A red-crossed dustoff sprayed us with its rotor wash as the doc, the dentist and the male nurse slid on board. Later we clambered onto the open backs of our trucks. McCoy scrunched his face at Van Lang’s fringe of palms.

“I hope those motherfuckers catch every disease in the book. That pansy doctor, too.”

Next day the monsoon declared a truce. The sun rose like a fuzzy yellow tennis ball. Jack’s ocher mud began to dry, exuding rankness. Grunts and redlegs and the two cooks—relieved not to be bent against BBs of rain—took constitutionals. I sat in slanting sunshine on the damp sandbags of my bunker’s trench wall, reading about Henderson. He had a laconic guide named Romilayu. He was a sort of African Kit Carson scout, whose preference for noninvolvement didn’t keep his rich, overfed, powerful boss from plunging into entanglement with the Arnewi. Henderson was complex: a round character. He wanted to do the right thing yet regularly yielded, with unforeseen consequences, to an impulse to do otherwise, as when he outwrestled Prince Itelo. I admit, he made a prudent decision by turning down Mtalba, the roly-poly woman of Bittahness, who proposed to him out of admiration for his prowess. But then he committed himself—unasked—to ridding the Arnewis’ cistern of the taboo frogs that were keeping their cows from drinking.

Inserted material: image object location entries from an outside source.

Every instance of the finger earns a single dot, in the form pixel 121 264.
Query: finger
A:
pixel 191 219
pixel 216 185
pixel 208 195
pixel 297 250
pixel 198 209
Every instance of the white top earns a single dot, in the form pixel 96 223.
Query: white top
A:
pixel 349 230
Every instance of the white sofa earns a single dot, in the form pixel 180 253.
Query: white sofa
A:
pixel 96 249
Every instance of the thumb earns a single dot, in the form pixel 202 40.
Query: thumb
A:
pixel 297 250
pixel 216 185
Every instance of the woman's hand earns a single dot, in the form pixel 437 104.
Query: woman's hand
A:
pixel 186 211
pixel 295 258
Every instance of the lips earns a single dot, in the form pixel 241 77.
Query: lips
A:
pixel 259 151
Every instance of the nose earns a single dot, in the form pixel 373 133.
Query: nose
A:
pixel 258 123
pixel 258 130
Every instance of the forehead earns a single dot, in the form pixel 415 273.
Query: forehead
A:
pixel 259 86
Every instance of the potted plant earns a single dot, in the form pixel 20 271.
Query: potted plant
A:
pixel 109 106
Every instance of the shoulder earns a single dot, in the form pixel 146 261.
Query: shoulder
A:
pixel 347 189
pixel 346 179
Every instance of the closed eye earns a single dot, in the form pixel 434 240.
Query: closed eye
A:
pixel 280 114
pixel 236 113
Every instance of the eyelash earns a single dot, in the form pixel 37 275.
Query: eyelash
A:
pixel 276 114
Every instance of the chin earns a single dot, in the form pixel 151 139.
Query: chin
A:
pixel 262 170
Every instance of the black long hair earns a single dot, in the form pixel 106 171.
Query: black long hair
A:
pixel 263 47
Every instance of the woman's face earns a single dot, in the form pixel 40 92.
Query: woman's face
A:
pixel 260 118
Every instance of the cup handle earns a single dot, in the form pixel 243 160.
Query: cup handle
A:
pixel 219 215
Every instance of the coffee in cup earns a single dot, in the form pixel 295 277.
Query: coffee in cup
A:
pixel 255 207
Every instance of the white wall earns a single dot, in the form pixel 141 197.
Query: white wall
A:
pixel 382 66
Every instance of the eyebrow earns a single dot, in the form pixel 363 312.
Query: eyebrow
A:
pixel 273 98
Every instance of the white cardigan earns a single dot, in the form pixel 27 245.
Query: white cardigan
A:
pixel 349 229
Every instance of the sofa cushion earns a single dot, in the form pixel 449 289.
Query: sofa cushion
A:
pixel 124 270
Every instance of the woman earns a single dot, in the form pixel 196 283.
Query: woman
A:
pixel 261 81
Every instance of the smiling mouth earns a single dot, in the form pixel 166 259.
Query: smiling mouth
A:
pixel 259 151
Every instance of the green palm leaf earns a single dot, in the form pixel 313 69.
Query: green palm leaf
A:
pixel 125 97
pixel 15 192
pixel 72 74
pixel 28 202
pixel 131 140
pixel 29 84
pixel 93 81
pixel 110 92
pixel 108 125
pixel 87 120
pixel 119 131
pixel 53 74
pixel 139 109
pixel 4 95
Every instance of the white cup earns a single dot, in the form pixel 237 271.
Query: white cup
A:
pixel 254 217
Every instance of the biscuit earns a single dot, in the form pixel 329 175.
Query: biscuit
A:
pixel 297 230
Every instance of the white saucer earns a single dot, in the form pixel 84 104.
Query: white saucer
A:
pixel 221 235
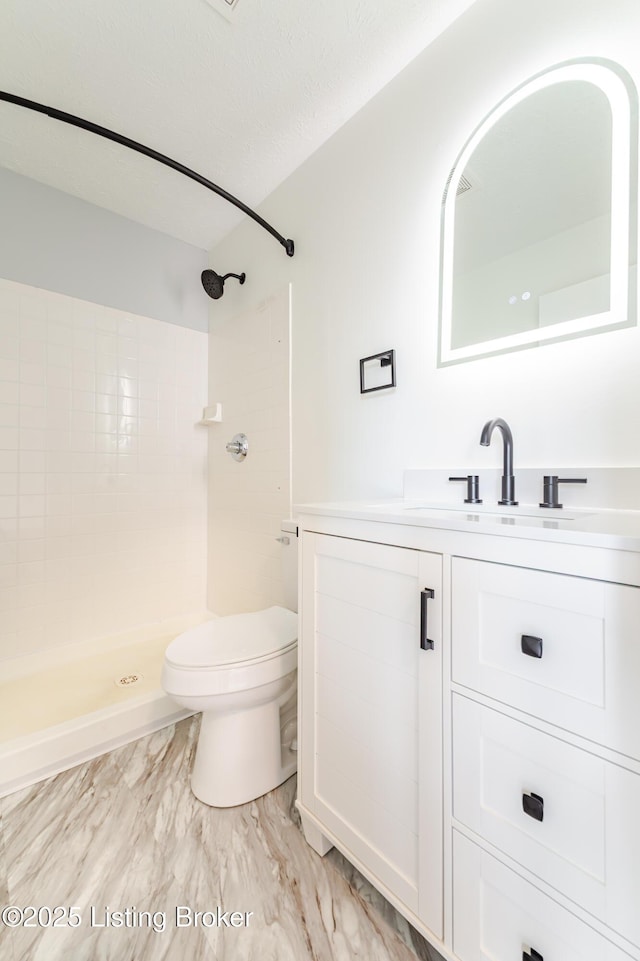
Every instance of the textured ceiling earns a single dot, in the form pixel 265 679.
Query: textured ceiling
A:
pixel 243 102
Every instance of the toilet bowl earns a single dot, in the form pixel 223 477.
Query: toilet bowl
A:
pixel 241 672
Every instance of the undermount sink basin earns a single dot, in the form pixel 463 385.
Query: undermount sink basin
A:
pixel 510 513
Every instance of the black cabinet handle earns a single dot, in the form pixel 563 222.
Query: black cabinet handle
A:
pixel 530 645
pixel 533 805
pixel 425 596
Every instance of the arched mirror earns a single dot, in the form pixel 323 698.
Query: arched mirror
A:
pixel 539 216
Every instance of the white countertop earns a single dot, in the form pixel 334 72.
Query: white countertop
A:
pixel 618 530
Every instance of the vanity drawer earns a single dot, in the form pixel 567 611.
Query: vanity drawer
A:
pixel 565 815
pixel 561 648
pixel 498 916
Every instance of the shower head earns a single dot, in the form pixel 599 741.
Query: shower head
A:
pixel 213 283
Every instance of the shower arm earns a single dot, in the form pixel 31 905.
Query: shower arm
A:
pixel 70 118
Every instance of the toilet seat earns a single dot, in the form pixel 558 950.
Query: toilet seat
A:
pixel 232 653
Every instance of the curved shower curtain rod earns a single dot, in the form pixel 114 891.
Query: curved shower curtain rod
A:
pixel 148 152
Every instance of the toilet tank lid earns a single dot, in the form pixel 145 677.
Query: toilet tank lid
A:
pixel 238 637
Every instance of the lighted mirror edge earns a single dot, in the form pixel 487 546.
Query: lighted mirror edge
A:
pixel 617 85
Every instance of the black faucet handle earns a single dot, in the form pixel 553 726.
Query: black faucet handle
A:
pixel 473 488
pixel 550 488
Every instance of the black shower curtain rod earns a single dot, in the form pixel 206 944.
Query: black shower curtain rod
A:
pixel 148 152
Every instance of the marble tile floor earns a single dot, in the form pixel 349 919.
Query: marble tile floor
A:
pixel 124 832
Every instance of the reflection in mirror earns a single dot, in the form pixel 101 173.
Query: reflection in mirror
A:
pixel 538 216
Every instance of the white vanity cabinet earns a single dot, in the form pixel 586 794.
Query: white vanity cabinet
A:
pixel 371 712
pixel 490 785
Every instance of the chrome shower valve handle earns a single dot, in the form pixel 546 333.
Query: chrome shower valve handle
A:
pixel 238 446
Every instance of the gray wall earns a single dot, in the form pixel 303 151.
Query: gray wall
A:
pixel 52 240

We returned to Van Lang for a second morning of MEDCAP. Later, a dragonfly Loach riffled the crowns of the palms as it descended onto a buffalo path between the dirt road and the ville. Captain Curtis, Alpha’s CO, jumped out, followed by a starched major from Battalion and an ARVN translator. Curtis was a West Pointer. After Second Squad had gotten ambushed last June along a brook at the foot of Nui Khe, killing one of the ambushers, he flew in and handed out Coronas to celebrate the body count; he didn’t mention Tuy’s death. Larkin and Danh joined them for a powwow. We exchanged glances, like kids whose parents were about to behave badly.